Portal vein embolization (PVE) stimulates hypertrophy of the future liver remnant (FLR) and may improve the safety of extended hepatectomy. The efficacy of PVE was evaluated.

Methods

Records of 358 consecutive patients who underwent PVE before intended major hepatectomy at our institution from 1995 through 2012 were retrospectively reviewed.

Results

One hundred twelve patients (31.3 %) had right PVE alone; 235 (65.6 %) had right PVE plus segment IV embolization. The first-session PVE completion rate was 97.8 %. The PVE complication rate was 3.9 %. The median pre-PVE and post-PVE standardized FLRs were 19.5 % (interquartile range, 15.0–25.9) and 29.7 % (interquartile range, 22.5–38.2), respectively.
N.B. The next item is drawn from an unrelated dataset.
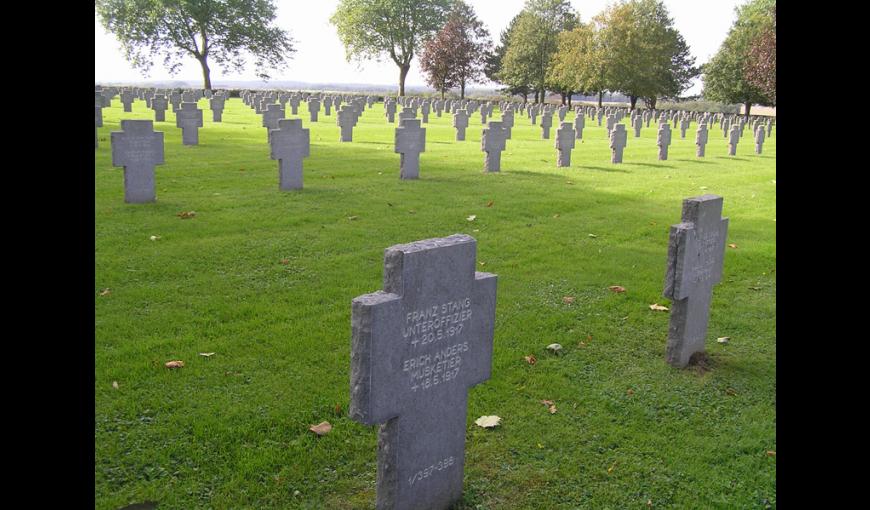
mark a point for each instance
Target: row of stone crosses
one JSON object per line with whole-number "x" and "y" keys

Two hundred forty patients (67.0 %) underwent potentially curative resection. Sixty-two patients (25.8 %) had major post-hepatectomy complications; rates of postoperative hepatic insufficiency and 90-day liver-related mortality were 8.3 and 3.8 %, respectively. The proportion of patients with colorectal liver metastasis increased from 38.6 % before 2005 to 78.2 % in 2010–2012. Despite increased use of preoperative chemotherapy, postoperative hepatic insufficiency and 90-day liver-related mortality rates dropped from 10.6 and 4.1 %, respectively, before 2010 to 2.9 and 2.9 %, respectively, in 2010–2012.

Conclusions

PVE can be safely performed with minimal morbidity. Most patients can proceed to extended hepatectomy, which is associated with a minimal mortality rate.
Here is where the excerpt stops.